Die Professor Vögele Dialogmethode für das Entwickeln und Gestalten von Mailings baut auf dem echten Verkaufsgespräch auf. (Buchbeitrag)
Siegfried Vögele | 07.11.2008
Dieser Fachartikel erschien im Leitfaden Dialog-Marketing

http://www.marketing-boerse.de/Info/details/LeitfadenDM

http://www.amazon.de/exec/obidos/ASIN/3000239251/absolit/028-2842597-1070167/absolit


Die Professor Vögele Dialogmethode für das Entwickeln und Gestalten von Mailings baut auf dem echten Verkaufsgespräch auf.
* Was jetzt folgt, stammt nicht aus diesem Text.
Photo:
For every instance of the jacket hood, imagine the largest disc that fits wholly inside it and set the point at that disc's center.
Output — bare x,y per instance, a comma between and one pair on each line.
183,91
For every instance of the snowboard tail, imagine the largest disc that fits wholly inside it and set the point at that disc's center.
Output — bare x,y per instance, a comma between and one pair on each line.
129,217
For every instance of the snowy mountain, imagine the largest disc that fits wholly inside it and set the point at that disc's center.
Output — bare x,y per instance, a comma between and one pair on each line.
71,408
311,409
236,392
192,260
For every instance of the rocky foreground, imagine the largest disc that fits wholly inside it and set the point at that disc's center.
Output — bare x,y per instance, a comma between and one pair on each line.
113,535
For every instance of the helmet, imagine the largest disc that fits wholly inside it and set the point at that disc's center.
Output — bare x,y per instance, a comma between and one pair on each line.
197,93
Im persönlichen Gespräch steuert der Verkäufer den gesamten Ablauf von der ersten Kontaktstufe bis hin zur Abschluss-Phase. Der Kunde hat Fragen und erwartet eine gute Antwort. Ein guter Verkäufer beantwortet zu früh gestellte Fragen, die in die Abschluss-Phase gehören, nicht sofort. Er schiebt die Antwort hinaus. Manche Fragen beantwortet er, auch wenn sie der Kunde nur gedacht, aber noch nicht ausgesprochen hat. Der Verkäufer kennt diese Fragen aus Erfahrung. Es sind die unausgesprochenen Käufer-Fragen. Während dieses Dialogs sendet der Kunde sehr viele kleine Zustimmungen (kleine „jas“), bevor er dem Angebot mit einem großen JA zustimmt. Wir nennen sie Kaufsignale (Verstärker). Dazwischen liegen auch kleine „neins“ (Filter).
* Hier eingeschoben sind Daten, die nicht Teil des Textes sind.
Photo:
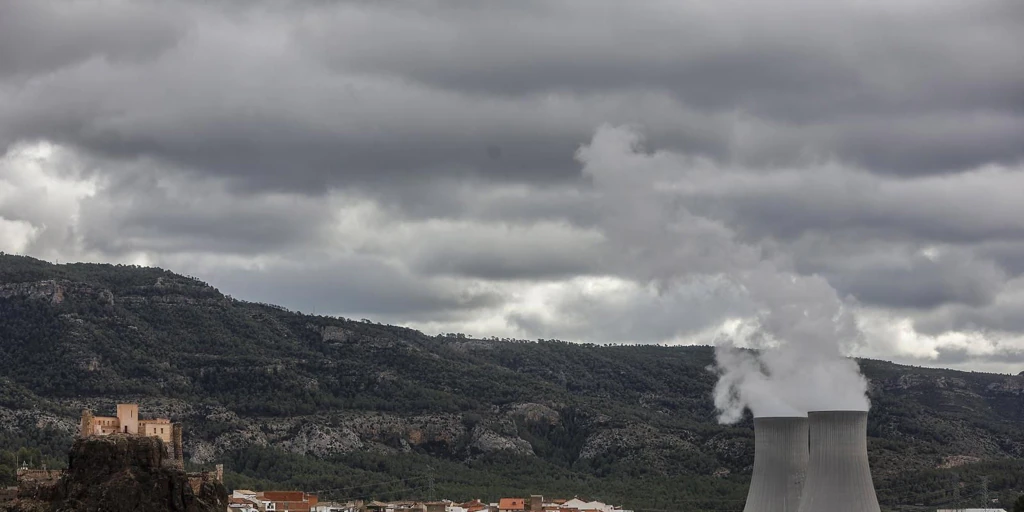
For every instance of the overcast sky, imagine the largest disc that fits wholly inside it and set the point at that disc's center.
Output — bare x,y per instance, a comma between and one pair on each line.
590,170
Wenn der persönliche Besuch des Verkäufers zu teuer wird, kommt es zu „Ersatzbesuchen“, zum Beispiel per Brief, per Telefon, per Coupon-Anzeige, per Internet. Auch im schriftlichen Dialog kennen wir Fragen und Antworten: Angefangen von „Woher hat diese Firma meine Adresse?“ über Fragen wie „Brauche ich das? Was bringt mir das? Was will diese Firma von mir?“ bis hin zur Schlussfrage „Was soll ich jetzt tun?“. Einige dieser Fragen konzentrieren sich auf den Brief (persönliche Fragen), andere auf die Beilagen (Produktfragen) und auf das Response-Element (Abschlussfragen).

Es gibt viele Arten solcher Kundengespräche. Sie alle haben einen ähnlichen Aufbau. Am Ende steht als Ziel die positive Reaktion des Kunden. Die Art dieser Reaktion hängt von der Art des Gesprächs ab. Der Verkäufer führt nicht nur Verkaufsgespräche im engeren Sinne (mit sofortigem Abschluss), sondern auch Informations-, Kontakt-, Service- oder Bedarfsanalyse-Gespräche.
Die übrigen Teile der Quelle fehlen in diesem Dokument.